To realize economies of scale, you also need holistic spend understanding across the newly formed company for more structured spend management.

In this chapter, we demonstrate why spend analytics are the key to an optimized supply chain and discuss specific examples of how to uncover pricing best practices through spend analysis to maximize cost savings.


Historically, due to the way companies report transactions, apples-to-apples price analysis and price benchmarking is impossible because companies report transactions in completely different ways. The example below shows an example of different levels of granularity captured by the GL process. Company A (left) shows the type of commodity being used and how it’s being used. This is much more detailed than Company B (right).


The first step to gain spend understanding between two different organizations is normalizing the spend data of both companies so you can compare apples to apples. Recognizing this as an industry-wide issue, Enverus took the $200 billion per year in spend data flowing through OpenInvoice and normalized, categorized and attributed it in granular level detail, standardizing the process across the entire network. This means that Company A and B’s spend, irrespective of their disparate coding showed in the example above, would be properly categorized. 

In OpenInsights, the Enverus spend analytics solution, data is divided into:

  • Categories: Goods and services are divided into “buckets”. 
  • Attributes: Categories are divided into 40 million different attributes. This creates a data set that is much more usable and reliable.With OpenInsights, meaningful, actionable insights are a few clicks away. It’s this ease of use and speed of access that helps companies realize economies of scale faster.

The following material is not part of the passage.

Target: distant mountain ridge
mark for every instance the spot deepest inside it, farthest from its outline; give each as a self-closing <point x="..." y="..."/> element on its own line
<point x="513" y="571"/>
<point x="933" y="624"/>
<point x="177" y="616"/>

Below is an example of categorized, attributed pipe data.


When two companies merge, the vendor network grows. The first chart below shows a view of Company A (left) and Company B’s supplier distribution (right) as seperate entities. The distribution indicates Company A and B both have fairly integrated supply chains. but Company B is more consolidated.

The second chart shows supplier distribution of the new entity when Company A and B are combined. These insights help companies use price analysis between suppliers to consolidate the supplier network and define preferred vendors.

Without this intelligence, the larger company or “acquirer” company’s supply chain management might prioritize their supplier relationships when the smaller company, or the acquired company, is getting much better prices on the same product. 


Use Case 1: Vendor Consolidation

Supplier Distribution of Company A and B.


Combined Supplier Distrubtion of Company A and B

Vendor consolidation isn’t just about choosing the lowest-cost provider because the cost that you’re paying a vendor for a product or service is a combination of the quality of the product and the services provided. Some companies are willing to pay extra over the price of the product because a supplier works seamlessly with them.

Using OpenInsights, the example below shows price distribution for intermediate casing with a combination of specific attributes, or a taxonomy, across four suppliers. There’s so many different properties that define a pipe–the grade, the weight, the range, the end connection, the material, the coating. If you select five and a half inch casing and try to look at the distribution of prices, it’s going to be a huge range. On the other end, if you go too specific, then you might not look at all of your pipes. 

Taxonomies in Openinsights are a powerful way to view price discrepancies because they leverage analytics and machine learning in-house to help operators find the variables they need.

Note that Supplier 1 (red) and 4 (green)  are selling at three different prices. Supplier 3 (blue) is selling at two different prices and Supplier 2 (yellow) has the most consistent pricing for intermediate casing. Having a company with highly varied pricing isn’t ideal. You want to see much tighter price grouping, like that of Supplier 2.

Insights like these can help you choose preferred vendors and negotiate long-term contract pricing. 

Use Case 2: Select Preferred Vendors


Enverus also offers regional market price indices for every category—chemicals, proppant types, mesh sizes or OCTG. You can use these market indexes to gain an understanding how the two companies have performed in different categories compared to the market.

In Category A, the market price (white dotted line) is consistent. The variability zone (gray) is shrinking for this particular product. But Company A’s prices (red) started lower, similar to Company B (yellow), but then steadily increase. You might assume that Company B has better best practices and adopt this strategy across the board. But when we did the same analysis with Category B, Company A  (red) is more consistent. This shows there’s room to save money. Company A can negotiate lower pricing on Category A and Company B with Category B. 


Use Case 3: Determine Pricing Practices From Regional Price Indices



Identifying and realizing economies of scale, is almost impossible unless you have a much more structured, individualized supply chain process in place. Digitalization across your supply chain ecosystem allows for leveraging spend analytics to compare your spend to the rest of the market and really drive decision-making processes and help identify cost savings and strategies moving forward. Successful digitalization of processes across the spend team and providing spend analytics that are just a few clicks away, provides more successful M&A analysis and best practice evaluation.